In Reye's syndrome, a child's blood sugar level typically drops while the level of ammonia and acidity in his or her blood rises. At the same time, the liver may swell and develop fatty deposits. Swelling may also occur in the brain, which can cause seizures, convulsions or loss of consciousness.

The signs and symptoms of Reye's syndrome typically appear about one week after a viral infection, such as the flu or chickenpox, or an upper respiratory infection, such as a cold. For children younger than age 2, the first signs of Reye's syndrome may be diarrhea and rapid breathing. For older children and teenagers, early signs of Reye's syndrome may include:

• Persistent or continuous vomiting
• Unusual sleepiness or lethargy

As the condition progresses, signs and symptoms may become more serious:

• Irritable, aggressive or irrational behavior
• Confusion
• Weakness or paralysis in the arms and legs
• Seizures
• Loss of consciousness

These signs and symptoms require emergency treatment.

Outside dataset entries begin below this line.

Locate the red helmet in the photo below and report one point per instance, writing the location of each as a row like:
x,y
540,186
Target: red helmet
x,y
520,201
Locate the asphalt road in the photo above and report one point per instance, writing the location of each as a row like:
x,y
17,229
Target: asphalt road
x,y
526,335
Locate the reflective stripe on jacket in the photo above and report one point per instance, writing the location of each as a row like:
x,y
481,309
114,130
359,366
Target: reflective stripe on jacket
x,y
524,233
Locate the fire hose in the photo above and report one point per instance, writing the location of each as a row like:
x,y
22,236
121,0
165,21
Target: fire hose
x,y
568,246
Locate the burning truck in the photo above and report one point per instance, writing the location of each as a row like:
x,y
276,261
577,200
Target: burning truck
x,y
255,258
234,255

The exact cause of Reye's syndrome is unknown. Reye's syndrome seems to be triggered by using aspirin to treat a viral illness or infection — particularly influenza and chickenpox — in children and teenagers. In some cases, Reye's syndrome may be an underlying metabolic condition that's unmasked by a viral illness. Exposure to certain toxins — such as insecticides, herbicides and paint thinner — also may contribute to Reye's syndrome.

Early diagnosis and treatment of Reye's syndrome can save a child's life. If you suspect that your child has Reye's syndrome, it's important to act quickly. Contact your child's doctor if your child becomes unusually sleepy or lethargic or has sudden behavior changes following a common cold or a bout with the flu or chickenpox. Seek emergency medical help if your child has seizures or convulsions or loses consciousness.

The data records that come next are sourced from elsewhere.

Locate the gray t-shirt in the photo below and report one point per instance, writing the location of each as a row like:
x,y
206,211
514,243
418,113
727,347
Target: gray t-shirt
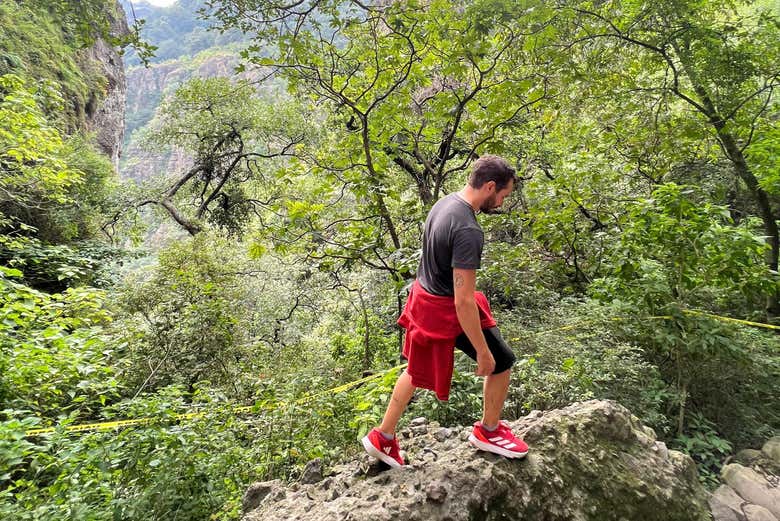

More than 80 percent of children and teenagers who have Reye's syndrome survive, although varying degrees of permanent brain damage are possible. Without proper diagnosis and treatment, Reye's syndrome can be fatal within a few days.

Reye's syndrome is usually treated in the hospital. Severe cases may be treated in the intensive care unit. The hospital staff will closely monitor your child's blood pressure and other vital signs. Specific treatment may include:

• Intravenous fluids. Your child may be fed through an intravenous (IV) line. Glucose and an electrolyte solution containing sodium, potassium and chloride may be given through the IV, too.
• Insulin. Small amounts of insulin may be used to increase sugar metabolism.
• Corticosteroids. These medications may be used to reduce swelling in the brain.
• Diuretics. These medications may be used to increase fluid loss through urination.

If your child has trouble breathing, he or she may need assistance from a breathing machine (ventilator).